Alexander Slams Internet Access Tax Ban
The Tennessee Republican said the taxation ban imposes significant costs on the states and he will try to keep it from being renewed.
WASHINGTON (AP) -- A temporary ban on taxing Internet access services runs out at the end of the month, and Sen. Lamar Alexander said Wednesday that's fine with him.
The Tennessee Republican said because the taxation ban imposes significant costs on the states, he will try to keep it from being renewed after it expires Nov. 1. Alexander once was Tennessee's governor.

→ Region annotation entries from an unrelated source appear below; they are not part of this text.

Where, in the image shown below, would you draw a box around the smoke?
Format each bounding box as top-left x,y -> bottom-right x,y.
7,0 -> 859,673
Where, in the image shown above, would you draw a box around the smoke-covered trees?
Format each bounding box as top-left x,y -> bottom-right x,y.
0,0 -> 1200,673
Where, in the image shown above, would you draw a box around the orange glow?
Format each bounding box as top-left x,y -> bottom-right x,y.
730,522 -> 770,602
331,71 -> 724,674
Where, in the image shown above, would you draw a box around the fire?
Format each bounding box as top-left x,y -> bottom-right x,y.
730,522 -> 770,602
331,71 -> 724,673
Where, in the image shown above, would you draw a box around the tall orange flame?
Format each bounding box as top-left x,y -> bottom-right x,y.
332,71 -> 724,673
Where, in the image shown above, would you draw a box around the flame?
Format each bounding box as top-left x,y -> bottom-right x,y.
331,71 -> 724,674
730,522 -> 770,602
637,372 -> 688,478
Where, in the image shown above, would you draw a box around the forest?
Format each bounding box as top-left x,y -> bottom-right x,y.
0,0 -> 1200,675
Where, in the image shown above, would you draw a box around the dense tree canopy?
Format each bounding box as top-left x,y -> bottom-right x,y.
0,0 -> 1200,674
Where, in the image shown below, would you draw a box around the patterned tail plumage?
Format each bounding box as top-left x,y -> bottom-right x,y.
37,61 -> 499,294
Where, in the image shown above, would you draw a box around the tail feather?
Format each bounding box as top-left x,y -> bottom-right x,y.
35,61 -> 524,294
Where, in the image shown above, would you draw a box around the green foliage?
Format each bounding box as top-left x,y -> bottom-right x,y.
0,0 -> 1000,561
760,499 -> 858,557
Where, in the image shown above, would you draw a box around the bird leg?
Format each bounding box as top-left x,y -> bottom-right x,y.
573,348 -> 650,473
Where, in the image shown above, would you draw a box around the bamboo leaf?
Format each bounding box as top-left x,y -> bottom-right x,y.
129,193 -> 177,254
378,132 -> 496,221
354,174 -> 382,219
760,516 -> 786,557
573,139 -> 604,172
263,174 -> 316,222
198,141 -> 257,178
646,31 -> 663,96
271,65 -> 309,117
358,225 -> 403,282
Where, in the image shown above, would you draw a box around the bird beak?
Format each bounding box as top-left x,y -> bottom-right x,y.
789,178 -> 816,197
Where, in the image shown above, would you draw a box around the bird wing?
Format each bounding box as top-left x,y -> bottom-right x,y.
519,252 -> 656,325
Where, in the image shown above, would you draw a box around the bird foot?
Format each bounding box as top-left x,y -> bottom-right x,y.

Lawmakers have been working on a bill to ban taxes on Internet access permanently. Some state and local governments have objected, arguing the bill could unintentionally exempt telecommunications companies from all taxes as those firms deliver increasingly more services through the Internet.
Alexander said he will work to defeat the legislation.
"We're big talkers about local control, state responsibilities, state's rights," he said. "Somehow when we get to Washington and away from home, all that goes up in smoke."
Alexander said the bill would disfavor some taxes arbitrarily over others.
"This is none of Congress' business," he said.
State governors also are lined up against making the temporary prohibition of taxes permanent.
"This expansion threatens to cost state and local governments billions of dollars annually at a time when states are facing the worst fiscal crisis in 50 years," the National Governors Association wrote in a letter to Senate leaders.
Sen. Ron Wyden, D-Ore., said state and local governments voiced the same worries about losing tax revenue when Congress enacted the first temporary ban five years ago.
"We were told Western civilization was going to end at that time," he said. "We have not seen that to be the case."